Anna Mensa-Vilaro

Clinical and genetic characterization of the autoinflammatory diseases diagnosed in an adult reference center

INTRODUCTION Autoinflammatory diseases (AID) are usually diagnosed during the pediatric age. However, adult-onset disease or diagnosis during adulthood has been occasionally described. OBJECTIVES To assess the clinical and genetic characteristics of adult patients diagnosed with an AID in an adult referral center for AID. METHODS We retrospectively evaluated clinical and genetic features of adult patients (≥16 years) diagnosed with an AID or referred after AID diagnosis to the Clinical Unit of AID, at the Department of Autoimmune Diseases, Hospital Clínic of Barcelona, from 2008 to 2014. RESULTS During the study period, a genetic study for suspected AID was requested to 90 patients at the Department of Autoimmune Diseases.
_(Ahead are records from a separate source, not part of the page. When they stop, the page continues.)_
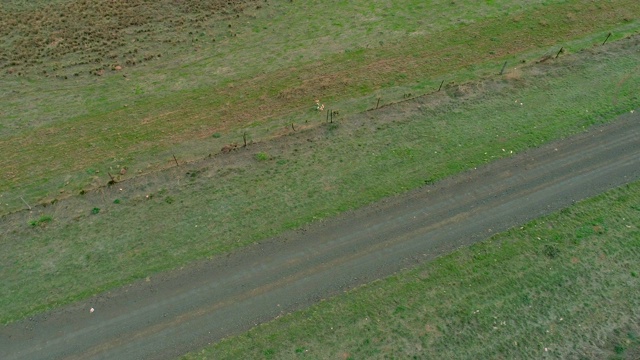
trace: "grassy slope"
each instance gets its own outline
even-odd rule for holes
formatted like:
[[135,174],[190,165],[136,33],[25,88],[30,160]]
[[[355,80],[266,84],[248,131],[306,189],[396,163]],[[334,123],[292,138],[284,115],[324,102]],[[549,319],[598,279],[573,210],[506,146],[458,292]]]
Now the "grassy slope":
[[640,183],[184,359],[637,359]]
[[[122,192],[111,187],[5,217],[0,318],[230,251],[609,121],[639,104],[640,78],[628,76],[636,49],[637,39],[620,41],[475,90],[447,88],[420,100],[423,109],[389,107],[300,131],[284,147],[257,144],[230,158],[243,164],[205,161],[124,182]],[[254,158],[258,152],[270,160]],[[28,224],[43,215],[53,221]]]
[[[636,1],[526,3],[456,5],[454,12],[450,3],[438,2],[423,18],[421,2],[382,1],[369,9],[368,20],[357,15],[364,11],[360,3],[341,3],[337,12],[326,2],[276,4],[265,12],[274,18],[256,12],[246,15],[255,17],[250,25],[234,22],[234,31],[243,26],[239,38],[216,42],[214,48],[191,45],[201,46],[199,53],[206,55],[171,57],[175,63],[163,57],[147,69],[132,69],[127,78],[9,79],[13,86],[7,87],[3,104],[8,125],[0,139],[0,151],[9,154],[1,164],[8,180],[0,184],[8,197],[5,211],[22,206],[15,194],[37,202],[64,196],[59,191],[95,187],[89,169],[104,174],[126,164],[148,171],[165,166],[176,151],[182,159],[202,156],[222,145],[207,138],[211,134],[283,116],[305,118],[314,98],[337,103],[343,112],[360,111],[373,100],[347,100],[397,88],[425,92],[444,74],[465,79],[486,74],[488,64],[495,72],[495,62],[513,54],[565,45],[584,34],[602,37],[614,27],[638,28],[632,21],[632,14],[640,13]],[[514,13],[505,15],[507,10]],[[336,14],[331,26],[322,17],[308,19],[327,13]],[[274,21],[279,18],[287,21]],[[283,42],[281,34],[302,35]],[[187,49],[182,42],[175,46],[171,51]],[[398,90],[393,94],[401,96]],[[79,112],[85,115],[73,116]],[[62,156],[69,153],[82,156]],[[103,177],[104,183],[108,178]]]
[[[47,51],[42,51],[41,46],[25,47],[24,52],[33,52],[31,56],[22,55],[26,58],[25,61],[42,61],[42,64],[23,65],[22,67],[26,67],[24,69],[9,65],[9,61],[15,60],[13,57],[17,55],[11,51],[5,52],[5,56],[11,59],[2,63],[2,67],[14,69],[14,75],[18,69],[28,72],[26,78],[7,76],[3,79],[21,92],[22,96],[12,99],[15,100],[16,106],[25,110],[24,104],[28,104],[30,99],[20,98],[24,98],[25,93],[27,98],[36,98],[36,92],[39,93],[42,102],[53,100],[52,102],[56,103],[62,98],[67,104],[64,112],[58,113],[53,113],[55,109],[51,107],[28,109],[27,114],[35,118],[32,121],[36,124],[73,117],[84,111],[108,112],[113,108],[108,105],[115,104],[116,107],[120,107],[123,100],[131,103],[132,100],[141,98],[166,98],[175,96],[177,91],[251,78],[260,73],[299,66],[345,51],[380,48],[381,42],[396,43],[411,34],[415,36],[436,33],[458,27],[463,22],[517,12],[541,3],[509,0],[493,5],[456,4],[455,12],[452,12],[450,10],[453,7],[449,2],[438,0],[432,1],[429,5],[430,11],[426,12],[423,11],[425,4],[420,1],[340,3],[340,11],[336,11],[336,4],[323,1],[305,1],[295,5],[277,1],[264,2],[260,4],[263,6],[256,10],[245,7],[242,12],[236,12],[232,7],[212,14],[197,7],[184,6],[196,1],[157,1],[147,4],[153,10],[149,14],[136,15],[132,9],[142,0],[117,4],[115,7],[101,6],[97,1],[90,1],[85,5],[80,5],[79,1],[65,2],[67,6],[49,5],[40,12],[34,12],[32,9],[24,12],[0,11],[0,21],[5,24],[15,23],[13,27],[3,27],[7,43],[12,39],[23,38],[21,41],[24,42],[46,44],[46,40],[55,36],[71,41],[69,44],[66,41],[61,43],[71,48],[67,51],[70,50],[74,56],[69,56],[68,59],[57,54],[64,52],[65,46],[45,46]],[[38,2],[29,2],[32,6],[33,3]],[[217,1],[211,3],[215,4]],[[393,12],[389,11],[390,8],[393,8]],[[43,17],[43,14],[53,16]],[[329,16],[319,16],[320,14]],[[363,19],[364,16],[361,14],[369,16]],[[120,21],[115,24],[105,21],[107,16],[116,17]],[[40,19],[41,17],[43,18]],[[68,28],[68,20],[65,20],[65,17],[79,22],[77,26],[80,28],[91,27],[94,30],[90,34],[76,34],[73,29]],[[201,21],[192,24],[193,17],[199,17]],[[129,25],[132,21],[140,25]],[[60,29],[68,33],[59,34],[57,30]],[[104,51],[102,38],[112,36],[114,31],[118,41],[112,42],[110,47],[119,56],[116,59],[105,58],[101,54]],[[237,36],[230,36],[233,33]],[[82,44],[74,42],[78,41],[75,39],[78,36],[87,46],[79,46]],[[167,38],[171,41],[168,44],[163,41]],[[124,45],[119,45],[121,43]],[[126,65],[126,60],[131,58],[130,52],[137,48],[140,48],[138,52],[164,53],[166,57],[143,62],[146,64],[143,67],[140,64]],[[97,57],[102,60],[97,65],[90,65],[91,68],[102,66],[110,70],[112,64],[124,66],[124,72],[131,75],[134,81],[127,86],[123,81],[102,81],[103,78],[97,78],[101,81],[94,84],[97,79],[85,76],[86,69],[82,64],[78,64],[83,57]],[[59,69],[55,70],[57,62],[60,63]],[[63,71],[67,67],[70,70]],[[81,76],[73,77],[73,81],[30,81],[32,78],[40,80],[38,74],[42,71],[46,71],[50,76],[72,76],[72,73],[80,73]],[[158,79],[160,76],[162,78]],[[28,82],[35,89],[20,89],[24,82]],[[87,86],[90,89],[80,99],[68,96],[69,91],[73,92],[79,86]],[[122,94],[124,89],[127,91]],[[106,99],[96,99],[93,96],[96,91]],[[62,95],[58,95],[60,93]],[[8,103],[11,104],[12,101]],[[86,106],[89,109],[85,110]],[[19,114],[13,112],[6,115],[9,115],[9,119],[19,117]]]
A final diagnosis of monogenic AID was achieved in 17 patients (19% of patients tested). Five additional cases were diagnosed with periodic fever, aphthous stomatitis, pharyngitis and cervical adenitis (PFAPA) syndrome and 10 patients with AID were referred from other adult departments. Finally, a total of 32 patients with AID were finally diagnosed or monitored in our Clinical Unit. These included 12 (37.5%) familial Mediterranean fever, 6 (18.8%) tumour necrosis factor-receptor associated periodic syndrome, 8 (25%) cryopirin-associated periodic syndromes (Muckle-Wells syndrome [MWS] or overlap familial cold-associated periodic syndrome/MWS), 1 (3.1%) mevalonate kinase deficiency, and 5 (15.6%) PFAPA. Clinical evidence of disease-onset during childhood and adulthood was observed in 15 (47%) and 17 (53%) patients, respectively. Overall, the final diagnosis was obtained after a delay of a mean of 12 years (range 0-47 years). Compared to children, adult patients with AID in our series presented more frequently with non-severe manifestations and none of them developed amyloidosis during follow-up. Adult patients also carried higher proportion of low-penetrance mutations or polymorphisms and all genetic variants were presented in heterozygosis or as heterozygous compounds. CONCLUSIONS Adult disease-onset or delayed diagnosis of AID during adulthood is associated with milder disease phenotypes, and seem to be driven by mild genotypes, with predominant presence of low-penetrance mutations or polymorphisms.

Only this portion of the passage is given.